McLuhan stated in 1962,

“This externalization of our senses creates what de Chardin calls the "noosphere" or a technological brain for the world.

Instead of tending towards a vast Alexandrian library, the world has become a computer, an electronic brain, exactly as in an infantile piece of science fiction.

And as our senses have gone outside us, Big Brother goes inside. So, unless aware of this dynamic, we shall at once move into a phase of panic terrors, exactly befitting a small world of tribal drums, total interdependence, and super-imposed co-existence.”

The Gutenberg Galaxy: The Making of Typographic Man

McLuhan analyzed the effects of mass media, especially the printing press, on European culture and human consciousness.

Though the Internet was invented almost 30 years after The Gutenberg Galaxy, and 10 years after his death, McLuhan prophesied web technologies seen today as early as 1962....

McLuhan stated:

“The next medium, whatever it is—it may be the extension of consciousness—will include television as its content, not as its environment, and will transform television into an art form. A computer as a research and communication instrument could enhance retrieval, obsolesce mass library organization, retrieve the individual's encyclopedic function and flip into a private line to speedily tailored data of a saleable kind.”
McLuhan coined and certainly popularized the usage of the term surfing (before the internet!) to refer to rapid, irregular, and multidirectional movement through a heterogeneous body of documents or knowledge.

Digital McLuhan explores the ways that McLuhan's work may be understood better through using the lens of the digital revolution.
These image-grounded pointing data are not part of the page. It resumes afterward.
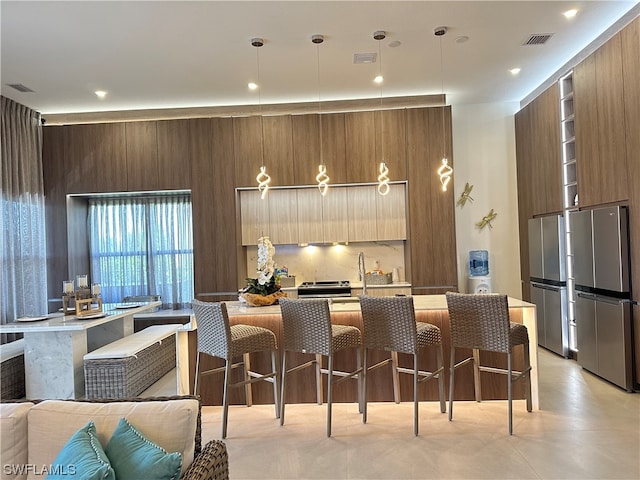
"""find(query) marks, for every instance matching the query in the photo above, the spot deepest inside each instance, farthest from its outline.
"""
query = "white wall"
(484, 155)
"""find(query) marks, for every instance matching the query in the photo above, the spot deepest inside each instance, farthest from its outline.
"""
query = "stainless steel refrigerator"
(548, 282)
(601, 264)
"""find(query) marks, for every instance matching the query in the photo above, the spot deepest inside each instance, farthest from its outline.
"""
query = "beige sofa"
(33, 433)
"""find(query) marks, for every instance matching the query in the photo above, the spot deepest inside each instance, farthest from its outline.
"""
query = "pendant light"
(322, 178)
(383, 170)
(445, 171)
(263, 177)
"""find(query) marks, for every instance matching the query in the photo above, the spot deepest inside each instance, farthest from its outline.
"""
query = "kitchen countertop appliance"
(600, 241)
(325, 289)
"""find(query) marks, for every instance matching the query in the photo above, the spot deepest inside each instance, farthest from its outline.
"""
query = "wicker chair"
(307, 329)
(481, 322)
(390, 324)
(218, 339)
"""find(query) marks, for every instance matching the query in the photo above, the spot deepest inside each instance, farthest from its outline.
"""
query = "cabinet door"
(335, 220)
(361, 207)
(391, 211)
(309, 203)
(283, 217)
(254, 216)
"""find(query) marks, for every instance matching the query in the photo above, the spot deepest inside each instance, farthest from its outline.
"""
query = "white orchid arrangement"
(267, 282)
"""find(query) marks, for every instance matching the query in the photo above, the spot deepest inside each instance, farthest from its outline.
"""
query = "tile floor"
(585, 429)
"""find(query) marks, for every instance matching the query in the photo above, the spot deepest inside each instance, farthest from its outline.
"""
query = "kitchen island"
(429, 308)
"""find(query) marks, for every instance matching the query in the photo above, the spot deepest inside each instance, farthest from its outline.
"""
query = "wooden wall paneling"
(283, 216)
(586, 126)
(203, 198)
(174, 155)
(362, 163)
(305, 134)
(419, 173)
(334, 146)
(110, 156)
(550, 150)
(278, 150)
(335, 224)
(79, 162)
(442, 204)
(222, 245)
(361, 208)
(631, 74)
(611, 113)
(391, 142)
(247, 151)
(309, 205)
(142, 156)
(523, 129)
(55, 211)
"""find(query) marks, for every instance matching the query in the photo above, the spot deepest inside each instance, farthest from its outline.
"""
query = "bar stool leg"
(319, 378)
(247, 377)
(396, 377)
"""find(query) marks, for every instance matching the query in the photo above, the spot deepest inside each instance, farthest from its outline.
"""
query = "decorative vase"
(256, 300)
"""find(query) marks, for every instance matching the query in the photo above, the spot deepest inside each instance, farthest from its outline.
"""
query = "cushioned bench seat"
(12, 370)
(130, 365)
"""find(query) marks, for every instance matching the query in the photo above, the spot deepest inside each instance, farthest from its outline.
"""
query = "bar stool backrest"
(307, 325)
(479, 321)
(389, 323)
(214, 332)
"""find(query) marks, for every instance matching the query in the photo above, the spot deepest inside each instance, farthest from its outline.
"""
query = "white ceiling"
(172, 54)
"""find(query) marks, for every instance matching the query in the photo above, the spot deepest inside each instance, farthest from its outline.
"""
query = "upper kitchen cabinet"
(173, 154)
(142, 156)
(247, 141)
(391, 142)
(254, 216)
(599, 107)
(361, 208)
(360, 128)
(391, 214)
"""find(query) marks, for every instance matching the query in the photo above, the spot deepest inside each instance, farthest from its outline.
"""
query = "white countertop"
(60, 322)
(420, 303)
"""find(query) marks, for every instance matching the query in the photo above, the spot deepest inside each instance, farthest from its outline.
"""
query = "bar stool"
(481, 322)
(390, 324)
(308, 329)
(217, 338)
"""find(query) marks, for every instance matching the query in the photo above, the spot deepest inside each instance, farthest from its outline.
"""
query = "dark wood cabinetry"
(213, 156)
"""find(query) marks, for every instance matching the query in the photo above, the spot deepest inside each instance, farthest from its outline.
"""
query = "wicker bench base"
(12, 383)
(129, 376)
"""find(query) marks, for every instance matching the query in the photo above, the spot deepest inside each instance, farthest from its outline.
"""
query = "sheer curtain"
(23, 274)
(142, 246)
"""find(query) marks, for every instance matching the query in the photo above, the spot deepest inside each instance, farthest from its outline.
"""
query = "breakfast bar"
(55, 345)
(429, 308)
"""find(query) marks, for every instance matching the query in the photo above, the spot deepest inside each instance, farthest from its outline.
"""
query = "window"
(142, 246)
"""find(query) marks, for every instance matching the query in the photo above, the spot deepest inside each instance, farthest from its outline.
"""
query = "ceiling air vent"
(364, 58)
(538, 38)
(20, 87)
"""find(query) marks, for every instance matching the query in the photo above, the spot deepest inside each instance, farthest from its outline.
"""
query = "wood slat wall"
(212, 156)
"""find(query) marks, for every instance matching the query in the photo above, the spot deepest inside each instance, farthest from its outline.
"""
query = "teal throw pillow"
(82, 458)
(135, 457)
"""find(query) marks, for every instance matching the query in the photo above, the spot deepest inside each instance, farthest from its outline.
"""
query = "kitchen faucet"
(362, 272)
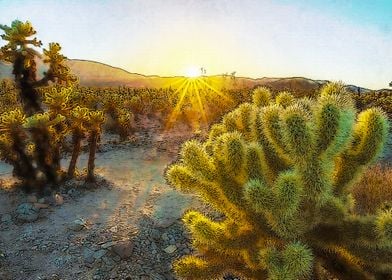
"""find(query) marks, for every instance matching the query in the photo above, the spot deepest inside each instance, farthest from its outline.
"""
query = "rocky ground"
(125, 226)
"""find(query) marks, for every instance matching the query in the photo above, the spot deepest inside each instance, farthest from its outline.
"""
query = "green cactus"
(281, 173)
(95, 122)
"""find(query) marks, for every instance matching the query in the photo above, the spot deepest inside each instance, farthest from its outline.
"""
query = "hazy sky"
(335, 40)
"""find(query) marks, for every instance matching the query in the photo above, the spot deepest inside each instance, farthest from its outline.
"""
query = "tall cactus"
(280, 173)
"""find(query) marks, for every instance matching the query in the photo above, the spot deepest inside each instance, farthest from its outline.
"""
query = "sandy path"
(138, 206)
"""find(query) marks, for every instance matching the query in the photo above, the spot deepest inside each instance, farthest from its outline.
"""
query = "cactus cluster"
(34, 145)
(33, 139)
(280, 172)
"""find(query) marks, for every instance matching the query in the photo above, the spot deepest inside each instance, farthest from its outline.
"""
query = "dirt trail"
(136, 206)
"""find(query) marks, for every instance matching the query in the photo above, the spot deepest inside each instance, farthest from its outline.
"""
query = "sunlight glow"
(192, 72)
(195, 96)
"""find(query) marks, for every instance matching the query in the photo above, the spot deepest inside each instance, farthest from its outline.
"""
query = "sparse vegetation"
(374, 191)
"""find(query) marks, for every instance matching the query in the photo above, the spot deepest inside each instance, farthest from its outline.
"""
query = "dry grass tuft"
(374, 190)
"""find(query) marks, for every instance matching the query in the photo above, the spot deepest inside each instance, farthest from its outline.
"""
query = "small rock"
(59, 200)
(6, 218)
(123, 249)
(170, 249)
(26, 212)
(88, 255)
(77, 225)
(108, 244)
(41, 205)
(32, 199)
(99, 254)
(165, 236)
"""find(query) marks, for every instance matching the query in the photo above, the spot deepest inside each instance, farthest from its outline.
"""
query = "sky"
(342, 40)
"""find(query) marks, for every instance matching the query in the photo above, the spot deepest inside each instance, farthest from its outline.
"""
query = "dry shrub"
(374, 190)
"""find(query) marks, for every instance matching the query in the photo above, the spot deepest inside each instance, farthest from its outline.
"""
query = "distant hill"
(97, 74)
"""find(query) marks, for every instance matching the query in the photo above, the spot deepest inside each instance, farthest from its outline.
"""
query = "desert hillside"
(97, 74)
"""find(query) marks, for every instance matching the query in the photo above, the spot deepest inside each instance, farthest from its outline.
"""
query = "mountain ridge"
(94, 73)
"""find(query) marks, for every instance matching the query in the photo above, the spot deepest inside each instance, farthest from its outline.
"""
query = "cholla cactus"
(79, 118)
(95, 122)
(281, 176)
(45, 136)
(58, 70)
(13, 142)
(125, 124)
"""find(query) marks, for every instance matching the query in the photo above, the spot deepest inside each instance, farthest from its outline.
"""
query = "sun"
(192, 72)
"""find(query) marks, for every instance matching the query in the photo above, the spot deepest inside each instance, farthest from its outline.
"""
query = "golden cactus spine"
(281, 174)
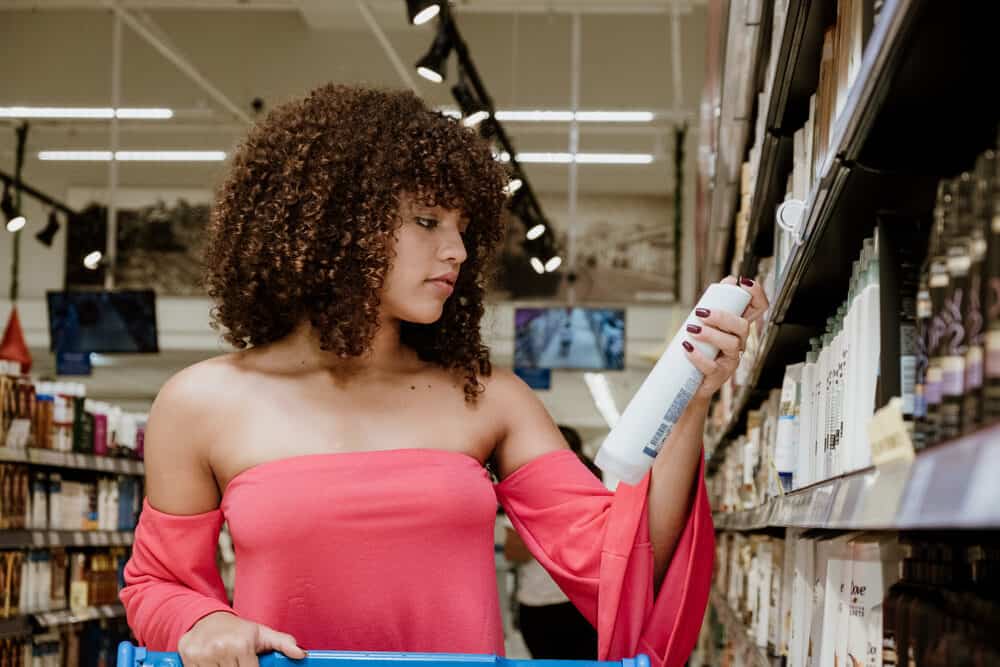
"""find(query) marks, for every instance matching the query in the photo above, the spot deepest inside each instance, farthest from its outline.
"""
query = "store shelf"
(950, 486)
(14, 627)
(738, 632)
(841, 209)
(47, 457)
(796, 74)
(41, 539)
(743, 58)
(67, 617)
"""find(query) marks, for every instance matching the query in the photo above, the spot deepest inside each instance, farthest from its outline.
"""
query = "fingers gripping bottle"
(631, 446)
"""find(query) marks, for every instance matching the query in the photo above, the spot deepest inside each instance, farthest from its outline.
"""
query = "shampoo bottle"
(636, 439)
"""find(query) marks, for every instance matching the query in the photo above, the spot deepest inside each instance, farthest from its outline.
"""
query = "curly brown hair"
(303, 225)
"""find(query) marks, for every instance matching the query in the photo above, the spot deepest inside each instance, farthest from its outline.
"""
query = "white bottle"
(636, 439)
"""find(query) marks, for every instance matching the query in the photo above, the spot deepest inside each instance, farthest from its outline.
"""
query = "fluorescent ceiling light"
(133, 156)
(85, 112)
(586, 158)
(604, 401)
(565, 116)
(426, 15)
(581, 158)
(475, 118)
(535, 232)
(430, 74)
(93, 260)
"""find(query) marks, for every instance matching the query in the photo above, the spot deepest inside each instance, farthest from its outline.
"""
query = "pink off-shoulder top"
(392, 550)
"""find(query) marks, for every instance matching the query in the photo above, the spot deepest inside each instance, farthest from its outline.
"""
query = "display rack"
(67, 617)
(73, 461)
(41, 539)
(19, 626)
(952, 485)
(848, 189)
(737, 631)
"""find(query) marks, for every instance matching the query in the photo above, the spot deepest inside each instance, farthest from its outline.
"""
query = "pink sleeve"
(171, 580)
(596, 545)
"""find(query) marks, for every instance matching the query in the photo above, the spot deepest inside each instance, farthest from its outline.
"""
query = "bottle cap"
(626, 471)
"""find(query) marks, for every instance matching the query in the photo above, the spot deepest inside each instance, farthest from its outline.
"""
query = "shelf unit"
(41, 539)
(18, 626)
(862, 172)
(736, 630)
(951, 485)
(73, 461)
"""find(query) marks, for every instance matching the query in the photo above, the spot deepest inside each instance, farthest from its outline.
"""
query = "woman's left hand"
(727, 332)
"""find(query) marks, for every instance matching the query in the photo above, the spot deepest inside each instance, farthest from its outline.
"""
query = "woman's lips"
(444, 286)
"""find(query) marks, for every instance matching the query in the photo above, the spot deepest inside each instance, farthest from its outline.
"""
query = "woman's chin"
(428, 315)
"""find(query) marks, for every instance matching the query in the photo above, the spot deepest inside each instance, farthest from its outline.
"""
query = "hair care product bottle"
(636, 439)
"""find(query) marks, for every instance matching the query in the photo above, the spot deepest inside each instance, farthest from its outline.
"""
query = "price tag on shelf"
(820, 504)
(916, 489)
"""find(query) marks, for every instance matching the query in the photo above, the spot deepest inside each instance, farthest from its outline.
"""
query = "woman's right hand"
(225, 640)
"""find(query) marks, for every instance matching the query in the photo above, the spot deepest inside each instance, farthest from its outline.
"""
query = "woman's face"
(429, 253)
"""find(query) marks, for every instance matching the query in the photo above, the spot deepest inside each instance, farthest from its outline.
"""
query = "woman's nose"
(453, 248)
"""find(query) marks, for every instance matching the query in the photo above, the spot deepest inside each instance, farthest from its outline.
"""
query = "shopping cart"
(130, 655)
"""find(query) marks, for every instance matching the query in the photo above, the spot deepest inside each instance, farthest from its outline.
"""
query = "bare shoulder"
(528, 429)
(200, 390)
(187, 416)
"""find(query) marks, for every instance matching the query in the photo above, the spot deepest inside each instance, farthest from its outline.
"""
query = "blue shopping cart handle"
(130, 655)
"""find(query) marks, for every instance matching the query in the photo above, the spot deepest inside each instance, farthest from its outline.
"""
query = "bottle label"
(993, 354)
(953, 372)
(974, 368)
(907, 383)
(673, 414)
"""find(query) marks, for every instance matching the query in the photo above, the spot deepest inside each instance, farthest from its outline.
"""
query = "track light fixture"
(93, 260)
(474, 111)
(477, 110)
(420, 12)
(7, 204)
(433, 65)
(49, 231)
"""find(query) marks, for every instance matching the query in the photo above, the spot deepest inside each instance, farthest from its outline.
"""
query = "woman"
(551, 625)
(344, 443)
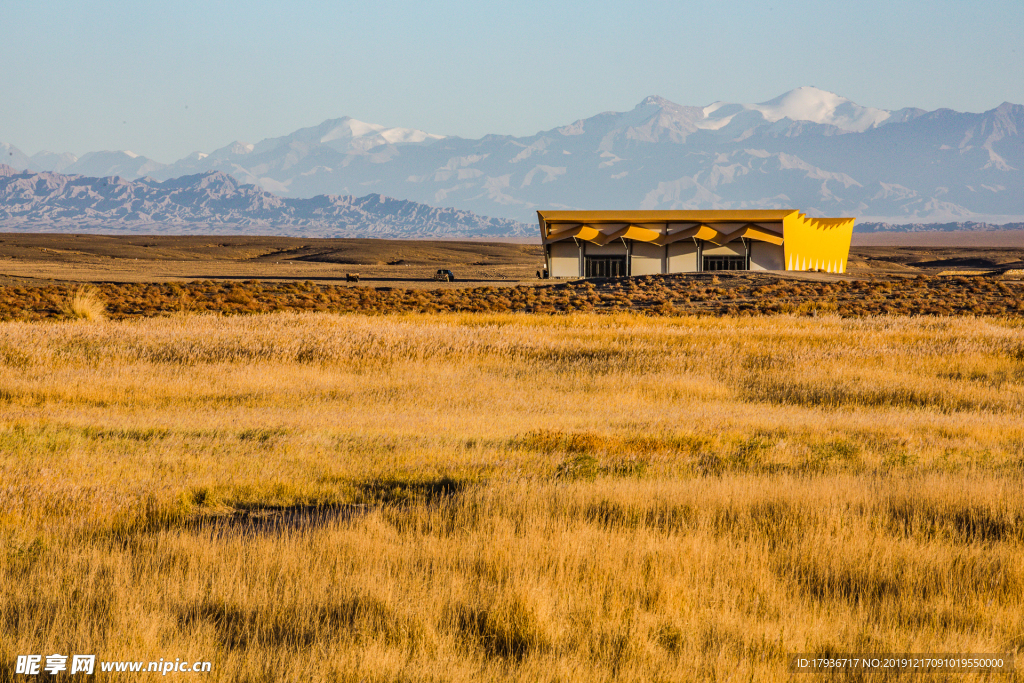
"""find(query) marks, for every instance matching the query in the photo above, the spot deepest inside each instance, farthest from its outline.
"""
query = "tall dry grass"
(86, 303)
(510, 497)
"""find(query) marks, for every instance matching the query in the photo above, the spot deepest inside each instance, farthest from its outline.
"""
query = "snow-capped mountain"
(214, 202)
(807, 148)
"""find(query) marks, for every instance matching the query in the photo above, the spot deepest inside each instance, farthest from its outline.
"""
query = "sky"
(165, 79)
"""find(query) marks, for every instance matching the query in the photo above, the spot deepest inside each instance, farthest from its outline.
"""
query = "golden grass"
(503, 497)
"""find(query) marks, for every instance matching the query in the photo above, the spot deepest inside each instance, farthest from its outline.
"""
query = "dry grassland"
(740, 294)
(505, 497)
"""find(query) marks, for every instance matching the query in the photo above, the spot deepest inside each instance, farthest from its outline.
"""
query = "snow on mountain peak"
(804, 103)
(352, 128)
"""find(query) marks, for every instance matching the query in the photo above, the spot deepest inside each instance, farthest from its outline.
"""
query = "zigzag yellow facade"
(582, 244)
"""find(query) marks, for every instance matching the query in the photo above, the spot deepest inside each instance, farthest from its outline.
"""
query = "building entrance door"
(725, 263)
(605, 266)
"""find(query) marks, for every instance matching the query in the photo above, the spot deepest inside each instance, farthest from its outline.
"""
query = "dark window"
(725, 263)
(605, 266)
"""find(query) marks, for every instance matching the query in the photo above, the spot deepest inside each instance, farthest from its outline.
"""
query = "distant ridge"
(807, 148)
(216, 203)
(966, 226)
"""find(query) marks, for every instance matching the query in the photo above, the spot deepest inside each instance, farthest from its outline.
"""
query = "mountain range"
(808, 148)
(215, 203)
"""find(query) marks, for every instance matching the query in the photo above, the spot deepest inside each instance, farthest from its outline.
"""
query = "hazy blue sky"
(164, 79)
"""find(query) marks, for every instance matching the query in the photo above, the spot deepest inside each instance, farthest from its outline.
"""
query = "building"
(608, 244)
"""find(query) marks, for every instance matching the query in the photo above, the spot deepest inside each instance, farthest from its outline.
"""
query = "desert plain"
(220, 450)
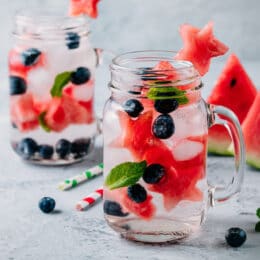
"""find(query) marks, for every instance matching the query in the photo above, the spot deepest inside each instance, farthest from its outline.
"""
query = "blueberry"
(113, 208)
(72, 40)
(17, 85)
(163, 126)
(133, 107)
(166, 105)
(46, 151)
(80, 76)
(63, 148)
(80, 147)
(235, 236)
(30, 56)
(137, 193)
(153, 173)
(27, 148)
(47, 204)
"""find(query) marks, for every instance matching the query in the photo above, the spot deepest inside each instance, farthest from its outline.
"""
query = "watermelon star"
(88, 7)
(200, 45)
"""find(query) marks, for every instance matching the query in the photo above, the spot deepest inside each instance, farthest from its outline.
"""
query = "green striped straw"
(76, 180)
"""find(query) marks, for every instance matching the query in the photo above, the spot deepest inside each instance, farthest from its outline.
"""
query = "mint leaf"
(61, 80)
(43, 123)
(125, 174)
(258, 212)
(167, 93)
(257, 226)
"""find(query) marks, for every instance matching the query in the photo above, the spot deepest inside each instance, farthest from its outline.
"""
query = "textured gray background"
(123, 25)
(152, 24)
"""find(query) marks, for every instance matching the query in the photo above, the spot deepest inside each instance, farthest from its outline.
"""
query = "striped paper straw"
(76, 180)
(91, 199)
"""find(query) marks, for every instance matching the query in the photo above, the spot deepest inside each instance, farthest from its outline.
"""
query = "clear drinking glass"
(52, 73)
(155, 130)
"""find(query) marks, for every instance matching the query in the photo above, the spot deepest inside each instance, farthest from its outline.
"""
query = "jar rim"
(42, 21)
(121, 61)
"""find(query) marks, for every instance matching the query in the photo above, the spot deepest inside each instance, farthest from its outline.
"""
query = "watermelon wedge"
(251, 130)
(234, 90)
(64, 111)
(200, 45)
(179, 182)
(88, 7)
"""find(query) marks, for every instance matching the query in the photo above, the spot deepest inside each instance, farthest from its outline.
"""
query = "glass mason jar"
(155, 130)
(51, 68)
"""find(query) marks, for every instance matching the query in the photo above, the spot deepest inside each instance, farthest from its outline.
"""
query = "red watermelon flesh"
(88, 7)
(251, 130)
(181, 178)
(200, 45)
(56, 117)
(144, 210)
(23, 113)
(64, 111)
(234, 90)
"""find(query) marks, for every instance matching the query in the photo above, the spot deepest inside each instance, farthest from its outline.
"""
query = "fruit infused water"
(155, 136)
(51, 70)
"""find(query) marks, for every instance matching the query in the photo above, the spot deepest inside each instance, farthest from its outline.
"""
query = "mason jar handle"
(99, 52)
(231, 123)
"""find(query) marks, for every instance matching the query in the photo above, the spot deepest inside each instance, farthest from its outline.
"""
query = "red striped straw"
(91, 199)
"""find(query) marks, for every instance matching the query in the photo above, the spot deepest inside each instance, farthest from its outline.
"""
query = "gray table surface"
(26, 233)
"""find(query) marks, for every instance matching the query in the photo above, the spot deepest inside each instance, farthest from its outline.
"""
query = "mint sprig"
(61, 80)
(125, 174)
(156, 93)
(42, 122)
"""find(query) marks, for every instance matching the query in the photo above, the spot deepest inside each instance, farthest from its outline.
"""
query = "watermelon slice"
(236, 91)
(88, 7)
(251, 130)
(179, 182)
(200, 45)
(23, 113)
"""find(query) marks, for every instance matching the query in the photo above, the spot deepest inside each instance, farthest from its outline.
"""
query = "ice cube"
(186, 150)
(112, 127)
(40, 81)
(189, 121)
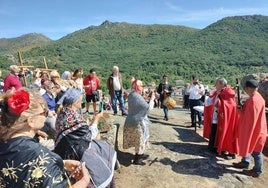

McLuhan's most widely-known work, Understanding Media: The Extensions of Man (1964), is a seminal study in media theory. Dismayed by the way in which people approach and use new media such as television, McLuhan famously argues that in the modern world "we live mythically and integrally…but continue to think in the old, fragmented space and time patterns of the pre-electric age."

The Media is the Message:

McLuhan described key points of change in how man has viewed the world, and how these views were changed by the adoption of new media.

“The past went that-a-way. When faced with a totally new situation, we tend always to attach ourselves to the objects, to the flavor of the most recent past.

We look at the present through a rear-view mirror.

We march backward into the future.”

McLuhan's statements are inherently suggestive towards the notion that media is inherently dangerous.